Sunday, August 26, 2018

You're Doing it Wrong: Debug

One of the last things that gets any attention in any large software project is the debug system - which is amazing because the vast majority of time spent developing a large software project is debugging. You'd think people would want to make it easier. You'd think that EVERYONE would want to make it easier. From the bean counters who are paying ridiculous sums of money for every minute of time, down to the individual contributor who knows that if they actually reported the true number of minutes that went into the product, the company would go bankrupt.

So what does a debug system do, and why does it get so little attention?

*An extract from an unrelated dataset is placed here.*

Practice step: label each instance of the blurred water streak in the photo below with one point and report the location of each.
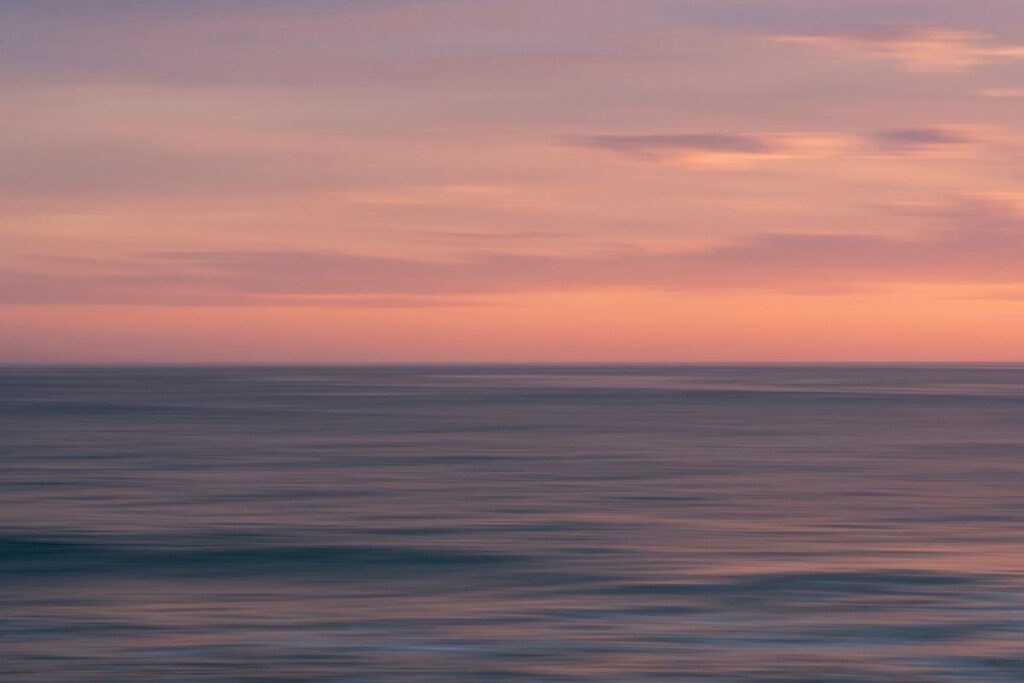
(745, 523)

A debug system provides the tools and information necessary to identify the causes of undesired behavior. That's it, really, and what that means may vary some from project to project, but in most cases it boils down to some kind of log file that records the state of the software as it runs. Most commonly this is a human readable file (but it doesn't have to be), and is used after the fact to determine how some undesired event occurred.

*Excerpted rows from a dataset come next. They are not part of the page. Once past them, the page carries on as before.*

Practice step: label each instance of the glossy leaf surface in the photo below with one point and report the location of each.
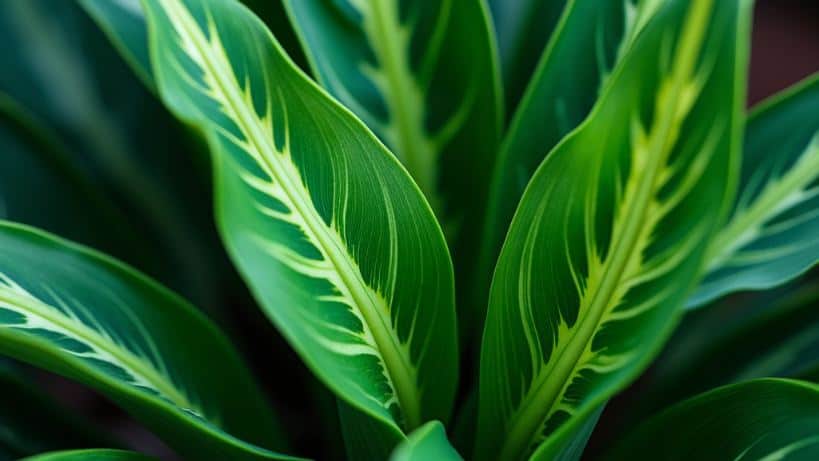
(91, 455)
(329, 231)
(612, 230)
(82, 315)
(555, 102)
(60, 69)
(522, 29)
(426, 443)
(23, 429)
(773, 233)
(767, 419)
(770, 335)
(422, 76)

Why is it so neglected? Well, people just seem to assume that they are perfect, therefore everyone else is perfect too. Perfect people never make mistakes - they never write incorrect code, and they certainly never input bad values or click things in the wrong order. Naturally, the systems people work with are also perfect, and never fail or get viruses or suffer bad RAM or otherwise pass garbage into a program. So, since nothing can ever go wrong, there's no need to check for errors or report events that occur. Obviously, people who believe this should not lead software teams.

In general, debug systems are also not on people's radar when they start a new project. They are focused on the awesome new function they want to provide, and are not thinking much about how they will troubleshoot that function when it ships.

In the case where the undesired event is an outright crash, there's usually some form of post-mortem analysis. In Linux, for instance, applications generally write 'core' dumps. Windows applications can do the same thing (in the form of 'minidumps' -- and developers who need to support Windows software would be well advised to enable these.) Both of these are binary files that capture the state of the software at the moment of failure, allowing you to load them into a debugger and examine just about any part of the system that might interest you - a moment frozen in time.

But although core dumps are a great first line of defense, they are often not enough. For instance, you can see that your pointer is NULL, and you can see that you crashed trying to deference it, but you can't figure out WHY it became NULL. This is because you only have a snapshot of the exact instant that the NULL was dereferenced. Some people would just add a NULL check right there and claim success - those people should not lead software teams.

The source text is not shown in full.